Ulica Chełmońskiego
biegnie równolegle do Matejki i prowadzi od ulicy Wyspiańskiego do ulicy Grottgerra, ulica wytyczona przez Johowa w roku 1902, podobnie jak Siemiradzkiego, Grottgera i Kossaka , początkowo nazywała się ulicą Helmholtza, od 15 listopada 1919 roku patronuje jej Józef Chełmoński- wybitny malarz realista
Z budynkiem na ulicy Matejki 50 sąsiaduje interesująca, okazała, secesyjna kamienica narożnikowa Wyspiańskiego 10 narożnik Chełmońskiego , pierwszym jej właścicielem był bogaty nauczyciel Nimil Nicklaus, (trochę ją pokazałem przy okazji spaceru po ulicy Wyspiańskiego, ale…), Projektantem prawdopodobnie Oskar Hoffmann….
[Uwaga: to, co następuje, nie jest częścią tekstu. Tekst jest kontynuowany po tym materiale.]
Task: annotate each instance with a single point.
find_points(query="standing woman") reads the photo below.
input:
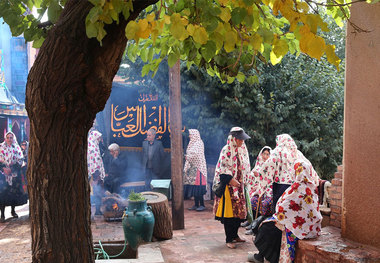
(11, 159)
(265, 203)
(230, 173)
(95, 168)
(195, 170)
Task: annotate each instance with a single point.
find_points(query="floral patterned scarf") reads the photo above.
(227, 163)
(195, 153)
(94, 158)
(253, 177)
(10, 155)
(298, 207)
(279, 168)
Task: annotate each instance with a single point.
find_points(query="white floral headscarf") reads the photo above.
(195, 153)
(227, 163)
(298, 207)
(279, 168)
(254, 178)
(94, 158)
(10, 155)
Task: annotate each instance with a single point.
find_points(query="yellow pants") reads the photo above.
(227, 205)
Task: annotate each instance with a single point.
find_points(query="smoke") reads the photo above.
(5, 41)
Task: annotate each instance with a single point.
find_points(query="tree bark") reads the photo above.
(176, 146)
(163, 227)
(68, 84)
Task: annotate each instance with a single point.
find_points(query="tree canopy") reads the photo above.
(226, 37)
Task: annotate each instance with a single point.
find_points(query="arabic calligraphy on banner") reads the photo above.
(129, 121)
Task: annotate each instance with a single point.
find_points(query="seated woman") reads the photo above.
(297, 217)
(260, 206)
(11, 190)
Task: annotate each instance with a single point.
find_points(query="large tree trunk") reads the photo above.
(69, 83)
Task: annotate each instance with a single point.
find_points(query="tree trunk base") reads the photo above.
(163, 226)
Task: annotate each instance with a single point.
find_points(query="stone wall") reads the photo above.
(335, 198)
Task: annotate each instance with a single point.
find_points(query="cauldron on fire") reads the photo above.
(138, 222)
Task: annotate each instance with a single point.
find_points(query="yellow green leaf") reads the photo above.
(230, 41)
(200, 35)
(223, 2)
(131, 29)
(190, 29)
(178, 31)
(225, 14)
(317, 47)
(332, 58)
(150, 17)
(256, 40)
(280, 47)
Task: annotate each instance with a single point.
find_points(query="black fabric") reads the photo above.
(231, 227)
(278, 190)
(268, 242)
(116, 169)
(157, 157)
(12, 195)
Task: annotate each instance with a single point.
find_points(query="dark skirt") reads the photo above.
(15, 194)
(193, 190)
(278, 190)
(268, 241)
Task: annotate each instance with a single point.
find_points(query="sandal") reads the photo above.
(239, 240)
(14, 214)
(231, 245)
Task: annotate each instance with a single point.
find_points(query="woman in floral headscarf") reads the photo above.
(95, 168)
(11, 191)
(264, 204)
(195, 170)
(231, 171)
(278, 170)
(297, 217)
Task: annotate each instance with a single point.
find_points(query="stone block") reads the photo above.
(338, 175)
(337, 182)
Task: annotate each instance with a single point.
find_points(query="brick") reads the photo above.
(336, 209)
(337, 182)
(338, 175)
(337, 196)
(335, 202)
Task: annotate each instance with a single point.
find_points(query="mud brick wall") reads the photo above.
(336, 198)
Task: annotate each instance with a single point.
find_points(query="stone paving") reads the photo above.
(202, 240)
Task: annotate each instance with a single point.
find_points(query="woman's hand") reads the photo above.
(234, 182)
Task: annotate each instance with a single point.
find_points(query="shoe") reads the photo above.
(245, 224)
(249, 232)
(193, 207)
(256, 223)
(201, 208)
(239, 240)
(231, 245)
(255, 258)
(14, 214)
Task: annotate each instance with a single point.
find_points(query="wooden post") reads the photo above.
(176, 146)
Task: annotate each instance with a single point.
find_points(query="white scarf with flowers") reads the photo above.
(195, 153)
(298, 207)
(10, 155)
(227, 164)
(94, 158)
(254, 178)
(279, 168)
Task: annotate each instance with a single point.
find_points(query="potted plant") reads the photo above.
(138, 220)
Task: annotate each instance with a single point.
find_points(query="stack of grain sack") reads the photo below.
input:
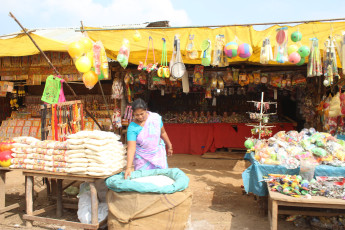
(95, 153)
(31, 153)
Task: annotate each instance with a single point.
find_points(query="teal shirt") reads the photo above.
(134, 129)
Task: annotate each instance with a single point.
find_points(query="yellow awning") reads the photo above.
(112, 39)
(21, 45)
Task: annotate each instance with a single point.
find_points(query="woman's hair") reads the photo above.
(139, 104)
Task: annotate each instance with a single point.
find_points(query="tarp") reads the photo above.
(21, 45)
(118, 183)
(112, 40)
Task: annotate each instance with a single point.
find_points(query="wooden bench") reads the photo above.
(277, 199)
(3, 207)
(32, 215)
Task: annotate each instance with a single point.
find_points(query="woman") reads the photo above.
(146, 150)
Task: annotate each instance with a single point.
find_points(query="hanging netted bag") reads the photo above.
(52, 90)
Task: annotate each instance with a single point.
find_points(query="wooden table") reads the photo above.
(3, 207)
(275, 199)
(31, 215)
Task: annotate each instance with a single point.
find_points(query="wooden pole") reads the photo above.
(100, 86)
(53, 67)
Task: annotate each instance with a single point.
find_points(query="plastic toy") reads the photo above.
(245, 50)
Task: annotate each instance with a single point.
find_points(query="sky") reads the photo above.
(68, 13)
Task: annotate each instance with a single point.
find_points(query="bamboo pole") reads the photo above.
(100, 86)
(210, 26)
(53, 67)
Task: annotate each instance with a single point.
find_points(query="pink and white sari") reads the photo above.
(150, 149)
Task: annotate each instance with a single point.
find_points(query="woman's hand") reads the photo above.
(170, 152)
(128, 173)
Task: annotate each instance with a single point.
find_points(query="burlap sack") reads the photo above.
(129, 210)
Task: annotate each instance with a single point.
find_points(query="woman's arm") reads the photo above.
(131, 147)
(166, 140)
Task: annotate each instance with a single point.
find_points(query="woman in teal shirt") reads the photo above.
(146, 140)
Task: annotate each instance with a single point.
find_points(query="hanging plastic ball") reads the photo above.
(301, 62)
(90, 79)
(90, 56)
(304, 51)
(245, 50)
(76, 49)
(83, 64)
(87, 44)
(281, 36)
(296, 36)
(230, 49)
(248, 144)
(121, 58)
(326, 83)
(294, 58)
(292, 48)
(137, 36)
mieszkała tu Maria Trompczyńska (ps”Maria d’Otto” znana śpiewaczka operowa, od roku 1926 do 1958 roku z przerwą wojenną profesor Państwowej Wyższej Szkoły Muzycznej w Poznaniu . Jej dom stał się ośrodkiem życia towarzyskiego i artystycznego,.. w czasie okupacji tworzyła wokół siebie konspiracyjne środowisko muzyczne, uczył się u niej między innymi Stefan Stuligrosz
Na drugim narożniku Willa Historica, równie interesująca kamienica Wyspiańskiego nr 12 zbudowana 1903-1906 , z wieżyczkami, wykuszami, przypomina zamek, …pierwsze miejsce w konkursie „Najlepsze renowacje elewacji kamienic w 2010 roku” (kamienicę, podobnie jak poprzednią, pokazałem już przy okazji spaceru po ulicy Wyspiańskiego, ale …. myślę, że i ta i poprzednia warte pokazania powtórnie…)
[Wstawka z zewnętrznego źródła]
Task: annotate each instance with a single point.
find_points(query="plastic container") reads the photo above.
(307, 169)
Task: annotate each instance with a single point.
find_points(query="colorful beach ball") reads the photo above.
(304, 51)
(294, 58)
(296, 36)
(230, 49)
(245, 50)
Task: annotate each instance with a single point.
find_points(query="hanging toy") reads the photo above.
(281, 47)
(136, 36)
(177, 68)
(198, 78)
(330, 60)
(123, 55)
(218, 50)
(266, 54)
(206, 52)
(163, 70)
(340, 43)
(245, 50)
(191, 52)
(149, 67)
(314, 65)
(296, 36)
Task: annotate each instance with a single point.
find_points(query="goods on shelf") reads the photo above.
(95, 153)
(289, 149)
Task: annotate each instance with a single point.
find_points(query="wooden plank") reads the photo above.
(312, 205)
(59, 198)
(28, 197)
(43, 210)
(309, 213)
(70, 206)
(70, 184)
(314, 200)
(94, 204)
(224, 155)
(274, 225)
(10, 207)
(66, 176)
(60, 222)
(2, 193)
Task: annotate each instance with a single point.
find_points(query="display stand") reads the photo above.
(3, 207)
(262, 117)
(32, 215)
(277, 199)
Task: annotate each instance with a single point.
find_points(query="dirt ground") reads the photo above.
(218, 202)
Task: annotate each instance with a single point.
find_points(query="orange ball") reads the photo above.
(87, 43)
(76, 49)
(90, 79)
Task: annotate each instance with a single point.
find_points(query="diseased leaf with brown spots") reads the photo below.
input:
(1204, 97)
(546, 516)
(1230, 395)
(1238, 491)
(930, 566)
Dekoracje tej potężnej kamienicy – motywy plecionek, półkoliste łuki, zaczerpnięte ze sztuki wczesnośredniowiecznej … kilka detali dekoracyjnych
Większość najstarszych budynków na osiedlu Jehowa powstało do 1908 roku, wtedy powstało trzydzieści pięć kamienic, do 1912 roku powstało zaledwie pięć kamienic, wtedy też powstały najstarsze kamienice przy ulicy Chełmońskiego,… Zbigniew Zakrzewski w „Ulicami Mojego Poznania” pisze:…„Ulica Chełmońskiego był do roku 1930 zabudowana, zwłaszcza od strony wschodniej i południowej, zachowanymi dotąd kamienicami. Kto przed rokiem sześćdziesięciu laty zajrzał do jej wnętrza od ulicy Grottgera, miał po prawej ręce pola uprawne” i tak, oprócz pokazanych, po wschodniej stronie Anton Kuntzel zaprojektował kamienice nr 1 i 2, zbudowane w 1906 roku
( 2 )
dalszy kawałek wschodniej pierzei
Pod nr 6 kamienica wybudowana w 1908 przez budowniczego H. Hintza (nieodnowiona)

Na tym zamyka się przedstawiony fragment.